IMBUE: Interactive Machine Learning for Big Data Understanding and Explanation

Concept

We seek to develop innovative software solutions to big data problems. Our problem scope includes challenges associated with overwhelming data volumes in streaming applications, massive data archives, and in-situ operations with limited communication bandwidth. The unifying theme is the use of machine learning to elicit, model, and incorporate investigator preferences into fast, automated analysis. Innovative aspects of our solutions include

  1. The ability to adapt to multiple users and priorities,
  2. A focus on producing interpretable summaries and explanations for system decisions, and
  3. Context-aware, introspective systems that can reason about their own capabilities.

These methods can also assist data analysis and real-time decisions in mission operations.

Comparison to state of the art

Several data triage systems exist for detecting rare events of high scientific interest amidst large (but not yet overwhelming) data volumes. The V-FASTR system at the VLBA is at the forefront of commensal (piggyback) real-time detection for radio astronomy [Wayth et al., 2011]. It autonomously detects transient radio events such as pulses from pulsars and other astrophysical phenomena. The Virtual Observatory performs a similar function across a network of optical telescopes, and the OGLE survey autonomously detects rare exoplanet microlensing events.

However, existing data triage systems are model-driven "one-size-fits-none" solutions. They generally obtain detection, excision, and prioritization rules exclusively from prior physical models or laboratory measurements. These seldom extrapolate to new science goals and users, let alone the wide range of observing conditions experienced by a petascale instrument. For example, observing conditions can change from one observation to the next, as is the case in radio transient detection, in which the noise environment fluctuates strongly due to local interference. Further, most instruments must support multiple scientific goals and users, and this is currently achieved through manual discussion and prioritization which is too slow to keep up with anticipated data streams.

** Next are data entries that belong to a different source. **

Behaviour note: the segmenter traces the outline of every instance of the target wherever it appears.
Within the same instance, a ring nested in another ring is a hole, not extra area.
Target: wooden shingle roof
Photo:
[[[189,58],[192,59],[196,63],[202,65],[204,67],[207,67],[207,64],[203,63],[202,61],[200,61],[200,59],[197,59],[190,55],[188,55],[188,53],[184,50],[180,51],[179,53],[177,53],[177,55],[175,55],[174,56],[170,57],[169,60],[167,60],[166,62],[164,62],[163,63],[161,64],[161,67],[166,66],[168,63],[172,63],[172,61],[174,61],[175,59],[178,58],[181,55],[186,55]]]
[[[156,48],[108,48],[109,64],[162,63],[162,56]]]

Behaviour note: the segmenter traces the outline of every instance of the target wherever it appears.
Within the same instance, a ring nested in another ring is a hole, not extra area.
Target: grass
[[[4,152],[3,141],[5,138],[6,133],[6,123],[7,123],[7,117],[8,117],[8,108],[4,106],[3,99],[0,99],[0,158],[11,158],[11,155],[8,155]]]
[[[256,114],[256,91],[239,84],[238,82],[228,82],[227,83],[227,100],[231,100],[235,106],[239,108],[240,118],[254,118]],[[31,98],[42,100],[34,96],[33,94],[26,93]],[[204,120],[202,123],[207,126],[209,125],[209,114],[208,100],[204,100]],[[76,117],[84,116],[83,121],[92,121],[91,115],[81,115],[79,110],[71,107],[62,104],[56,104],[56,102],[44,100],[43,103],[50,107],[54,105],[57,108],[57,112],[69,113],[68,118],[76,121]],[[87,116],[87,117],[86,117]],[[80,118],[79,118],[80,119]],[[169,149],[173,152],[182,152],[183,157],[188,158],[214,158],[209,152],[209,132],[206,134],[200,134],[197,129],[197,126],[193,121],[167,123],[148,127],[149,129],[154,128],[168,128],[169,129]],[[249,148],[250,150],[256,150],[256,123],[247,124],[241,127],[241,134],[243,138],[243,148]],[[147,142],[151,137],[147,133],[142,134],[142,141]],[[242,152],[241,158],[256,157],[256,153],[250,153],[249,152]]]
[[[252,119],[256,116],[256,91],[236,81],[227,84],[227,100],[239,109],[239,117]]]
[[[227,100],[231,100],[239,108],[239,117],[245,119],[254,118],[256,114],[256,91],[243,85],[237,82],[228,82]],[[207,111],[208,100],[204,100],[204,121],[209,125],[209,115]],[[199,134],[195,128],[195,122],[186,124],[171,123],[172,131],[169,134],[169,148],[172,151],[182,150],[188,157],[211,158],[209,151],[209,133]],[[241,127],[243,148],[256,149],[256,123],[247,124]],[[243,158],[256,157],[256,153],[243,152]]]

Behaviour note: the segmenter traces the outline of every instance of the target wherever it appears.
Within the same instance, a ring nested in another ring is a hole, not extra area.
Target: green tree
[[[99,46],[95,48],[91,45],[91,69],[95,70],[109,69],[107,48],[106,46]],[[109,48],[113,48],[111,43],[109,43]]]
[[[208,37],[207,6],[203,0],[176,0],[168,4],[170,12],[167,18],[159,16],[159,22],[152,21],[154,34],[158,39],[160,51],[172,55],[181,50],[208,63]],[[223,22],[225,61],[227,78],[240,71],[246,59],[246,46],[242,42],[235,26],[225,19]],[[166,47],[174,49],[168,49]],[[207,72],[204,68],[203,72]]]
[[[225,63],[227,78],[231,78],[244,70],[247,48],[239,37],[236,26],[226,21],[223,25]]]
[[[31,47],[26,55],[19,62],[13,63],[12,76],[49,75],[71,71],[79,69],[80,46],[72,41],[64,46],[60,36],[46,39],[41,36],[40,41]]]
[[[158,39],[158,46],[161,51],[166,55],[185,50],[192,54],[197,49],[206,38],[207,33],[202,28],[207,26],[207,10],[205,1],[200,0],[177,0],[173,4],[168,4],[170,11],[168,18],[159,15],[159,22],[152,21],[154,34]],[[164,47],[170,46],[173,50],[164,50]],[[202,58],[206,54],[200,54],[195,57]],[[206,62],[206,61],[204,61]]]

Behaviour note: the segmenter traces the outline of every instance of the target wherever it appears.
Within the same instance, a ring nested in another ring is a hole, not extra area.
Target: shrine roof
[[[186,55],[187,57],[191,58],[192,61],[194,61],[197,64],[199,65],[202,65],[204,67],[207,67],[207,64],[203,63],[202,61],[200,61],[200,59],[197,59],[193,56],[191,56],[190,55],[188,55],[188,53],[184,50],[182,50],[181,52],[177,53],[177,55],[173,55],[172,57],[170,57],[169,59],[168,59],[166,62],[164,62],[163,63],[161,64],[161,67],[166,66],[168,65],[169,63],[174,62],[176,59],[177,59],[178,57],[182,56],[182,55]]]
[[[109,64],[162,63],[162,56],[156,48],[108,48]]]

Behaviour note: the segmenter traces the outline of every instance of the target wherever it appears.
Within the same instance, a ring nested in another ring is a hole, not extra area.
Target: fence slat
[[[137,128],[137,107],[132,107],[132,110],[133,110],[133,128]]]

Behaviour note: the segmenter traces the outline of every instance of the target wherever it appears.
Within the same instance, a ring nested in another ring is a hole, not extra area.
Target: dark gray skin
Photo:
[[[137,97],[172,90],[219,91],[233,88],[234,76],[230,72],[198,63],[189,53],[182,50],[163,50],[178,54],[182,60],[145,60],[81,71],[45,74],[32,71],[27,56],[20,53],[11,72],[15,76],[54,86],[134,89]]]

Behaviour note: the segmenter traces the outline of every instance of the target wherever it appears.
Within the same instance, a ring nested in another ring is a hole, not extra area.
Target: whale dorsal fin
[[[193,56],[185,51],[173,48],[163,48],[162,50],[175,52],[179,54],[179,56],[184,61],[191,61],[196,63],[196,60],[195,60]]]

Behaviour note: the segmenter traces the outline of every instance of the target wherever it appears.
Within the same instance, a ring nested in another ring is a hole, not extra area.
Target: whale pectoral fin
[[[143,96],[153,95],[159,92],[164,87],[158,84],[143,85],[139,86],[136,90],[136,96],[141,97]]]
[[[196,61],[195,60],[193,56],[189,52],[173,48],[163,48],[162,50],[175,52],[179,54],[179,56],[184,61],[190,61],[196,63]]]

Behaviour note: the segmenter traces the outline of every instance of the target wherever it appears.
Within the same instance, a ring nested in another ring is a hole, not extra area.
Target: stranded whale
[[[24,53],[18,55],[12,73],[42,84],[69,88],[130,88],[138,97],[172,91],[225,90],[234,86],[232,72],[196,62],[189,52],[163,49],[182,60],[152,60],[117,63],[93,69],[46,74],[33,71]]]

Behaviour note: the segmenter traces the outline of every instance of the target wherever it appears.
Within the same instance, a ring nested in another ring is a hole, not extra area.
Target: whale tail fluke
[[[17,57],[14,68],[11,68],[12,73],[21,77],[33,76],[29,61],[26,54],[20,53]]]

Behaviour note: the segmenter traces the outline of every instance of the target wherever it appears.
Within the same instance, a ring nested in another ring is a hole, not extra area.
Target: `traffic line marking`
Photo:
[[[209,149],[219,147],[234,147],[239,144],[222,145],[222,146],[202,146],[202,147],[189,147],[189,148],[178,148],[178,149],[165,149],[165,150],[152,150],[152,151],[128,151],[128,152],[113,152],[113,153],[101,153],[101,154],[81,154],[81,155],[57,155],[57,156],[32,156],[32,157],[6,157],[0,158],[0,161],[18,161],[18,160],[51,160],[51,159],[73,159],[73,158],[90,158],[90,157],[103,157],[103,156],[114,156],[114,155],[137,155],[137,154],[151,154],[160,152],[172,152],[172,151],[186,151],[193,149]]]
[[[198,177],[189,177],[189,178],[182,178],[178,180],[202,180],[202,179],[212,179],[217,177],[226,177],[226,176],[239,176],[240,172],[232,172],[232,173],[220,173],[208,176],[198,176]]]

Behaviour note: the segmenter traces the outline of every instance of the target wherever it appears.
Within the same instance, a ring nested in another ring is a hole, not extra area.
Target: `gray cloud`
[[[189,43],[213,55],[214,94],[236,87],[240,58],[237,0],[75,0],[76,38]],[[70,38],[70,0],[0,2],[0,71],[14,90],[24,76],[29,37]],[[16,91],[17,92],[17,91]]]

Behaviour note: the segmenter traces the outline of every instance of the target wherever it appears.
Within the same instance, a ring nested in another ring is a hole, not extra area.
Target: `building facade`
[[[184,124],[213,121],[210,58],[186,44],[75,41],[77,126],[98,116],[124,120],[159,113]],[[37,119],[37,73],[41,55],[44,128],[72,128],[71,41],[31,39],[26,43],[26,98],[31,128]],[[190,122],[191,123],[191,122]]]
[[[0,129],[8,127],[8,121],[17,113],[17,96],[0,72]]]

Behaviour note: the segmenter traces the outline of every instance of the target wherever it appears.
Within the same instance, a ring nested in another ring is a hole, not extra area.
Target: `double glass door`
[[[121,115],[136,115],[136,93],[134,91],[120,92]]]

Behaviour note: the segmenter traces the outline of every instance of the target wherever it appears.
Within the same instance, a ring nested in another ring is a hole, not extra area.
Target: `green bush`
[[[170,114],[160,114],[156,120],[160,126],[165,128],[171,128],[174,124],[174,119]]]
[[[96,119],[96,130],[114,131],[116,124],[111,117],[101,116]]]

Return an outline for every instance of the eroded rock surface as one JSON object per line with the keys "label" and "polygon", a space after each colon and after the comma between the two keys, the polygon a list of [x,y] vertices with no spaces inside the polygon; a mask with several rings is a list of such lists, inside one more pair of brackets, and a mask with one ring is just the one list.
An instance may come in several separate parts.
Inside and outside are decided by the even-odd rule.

Connections to science investigations

We are working with scientists in a variety of disciplines that face big data challenges. Our collaborations include:

  • VLBA Radio astronomy (transients): The commensal V-FASTR (VLBA Fast Transient) detection system has been actively analyzing radio astronomy data collected by the VLBA since July 2011. It serves as a trailblazer in commensal transient detection and a model for similar future systems to be employed by other radio telescope facilities and the Square Kilometre Array. We developed, maintain, and continue to extend the capabilities of this real-time system.
  • PTF Optical astronomy (transients): The Palomar Transient Factory (PTF) regularly detects thousands of candidate optical transients on a daily basis. We developed a real/bogus classifier to separate true transient events from false detections due to noise or artifacts in the data.
  • Kepler Optical astronomy (exoplanet detection): The Kepler telescope has observed more than 150,000 stars for over 4 years, yielding 17 TB of data. A key challenge is how best to prioritize planetary candidates for potential follow-up with ground-based telescopes to determine which stars are true exoplanet hosts. We are using the DEMUD algorithm to automatically prioritize the candidates and to provide explanations about what features make each one interesting.
  • ChemCam Planetary science (Martian mineralogy): The ChemCam spectrometer on the Mars Science Laboratory rover uses a laser to zap rocks and reveal their chemical composition. The mission has already accumulated thousands of complex, individual spectra. We are analyzing these spectra to identify interesting or unusual observations in the context of the entire mission.

Similar data prioritization challenges exist for Earth orbital multi-angle data (from MISR), hyperspectral data (from AVIRIS), and exoplanet atmospheric spectra (from Spitzer).